Depth-first traversals (the three orders)

DFS is recursion; when you visit the node relative to its children defines the order:

def inorder(node, out):
    if not node: return
    inorder(node.left, out)
    out.append(node.val)            # visit between children
    inorder(node.right, out)
  • Pre-order (node, L, R) — copy/serialize a tree; the node is processed before its subtrees.
  • In-order (L, node, R) — on a BST, yields values in sorted order (the key trick).
  • Post-order (L, R, node) — when children must be solved first: height, diameter, deleting a tree, max path sum.

Iterative DFS uses an explicit stack (pre-order pushes right-then-left). In-order iterative pushes lefts, processes, then goes right — worth knowing when recursion depth is a concern.

Morris traversal does in-order in O(1) space by temporarily threading predecessor pointers — the answer to “traverse without recursion or a stack.”

Breadth-first (level order)

A queue visits level by level — for “by level,” “right side view,” “zigzag,” and shortest unweighted distance:

from collections import deque
def level_order(root):
    out, q = [], deque([root] if root else [])
    while q:
        level = []
        for _ in range(len(q)):           # fix the count → one full level
            node = q.popleft()
            level.append(node.val)
            q.extend(c for c in (node.left, node.right) if c)
        out.append(level)
    return out

The two recursion styles (the core mental model)

Most tree DP is one of these — naming which you’re using clarifies the code:

  • Top-down — pass information down as parameters (current depth, path sum, valid range).

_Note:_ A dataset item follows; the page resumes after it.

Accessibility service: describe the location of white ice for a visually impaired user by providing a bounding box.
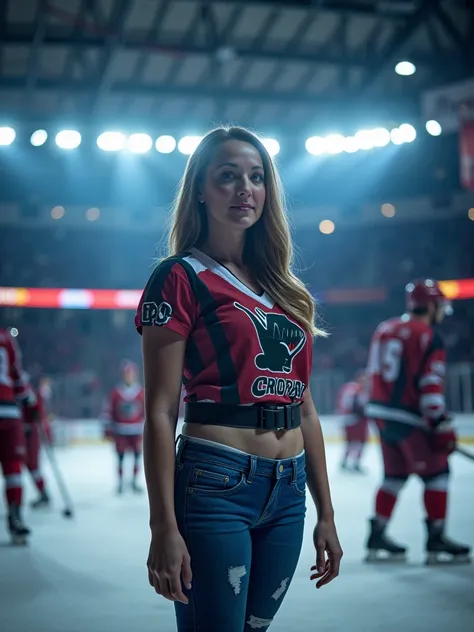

Good for “does a root-to-leaf path sum to X,” validate-BST bounds.
  • Bottom-up (post-order) — each call returns a summary of its subtree, combined at the parent. Good for height, diameter, balanced-check, max-path-sum:
def diameter(root):
    best = 0
    def height(node):
        nonlocal best
        if not node: return 0
        l, r = height(node.left), height(node.right)
        best = max(best, l + r)          # path through this node
        return 1 + max(l, r)             # height returned upward
    height(root)
    return best

Binary search trees

A BST keeps left < node < right everywhere, so search/insert/delete are O(h) (O(log n) balanced, O(n) degenerate):

  • Validate BST — recurse with a (low, high) range; each node must lie strictly inside, and the bounds tighten as you descend. (A common bug: comparing only parent–child, not the full range.)
  • In-order = sorted — powers kth smallest (stop at the kth in-order node) and range/closest queries.
  • Insert/delete — delete has three cases: leaf (remove), one child (splice), two children (replace with in-order successor, then delete it).
  • Lowest common ancestor (BST) — walk down: if both targets are smaller go left, both larger go right, else this node is the LCA. (General-tree LCA: post-order return whether each subtree contains a target.)

Balanced trees (know why they exist)

A BST degrades to O(n) if it grows skewed. Self-balancing trees (AVL, red-black) rotate on insert/delete to keep height O(log n) guaranteed — the basis of ordered maps/sets (std::map, TreeMap). You rarely implement them, but name them when asked “what if the BST is unbalanced?”

Construction and serialization

  • Build from traversals — pre-order (or post-order) gives the root; in-order splits left/ right subtrees. Reconstruct recursively.
  • Serialize/deserialize — pre-order with explicit nulls (or level-order) encodes a tree to a string and back; a classic “design” question.

Common pitfalls

  • Forgetting the null base case in recursion.
  • Validate-BST with only local parent comparisons instead of inherited bounds.
  • Mutating shared state across recursive calls without nonlocal/return values.
  • Deep/skewed trees → recursion depth O(n); mention iterative/Morris if asked.

Choosing in an interview

  • “By level” / shortest steps → BFS.
  • Aggregate from subtrees (height, diameter, path sum) → post-order bottom-up.
  • Carry constraints downward (path sum, valid range) → top-down.
  • Sorted order / kth / range on a BST → in-order.
  • “Without recursion/stack” → Morris (O(1) space).

Decide order + direction of information first; the code follows almost mechanically.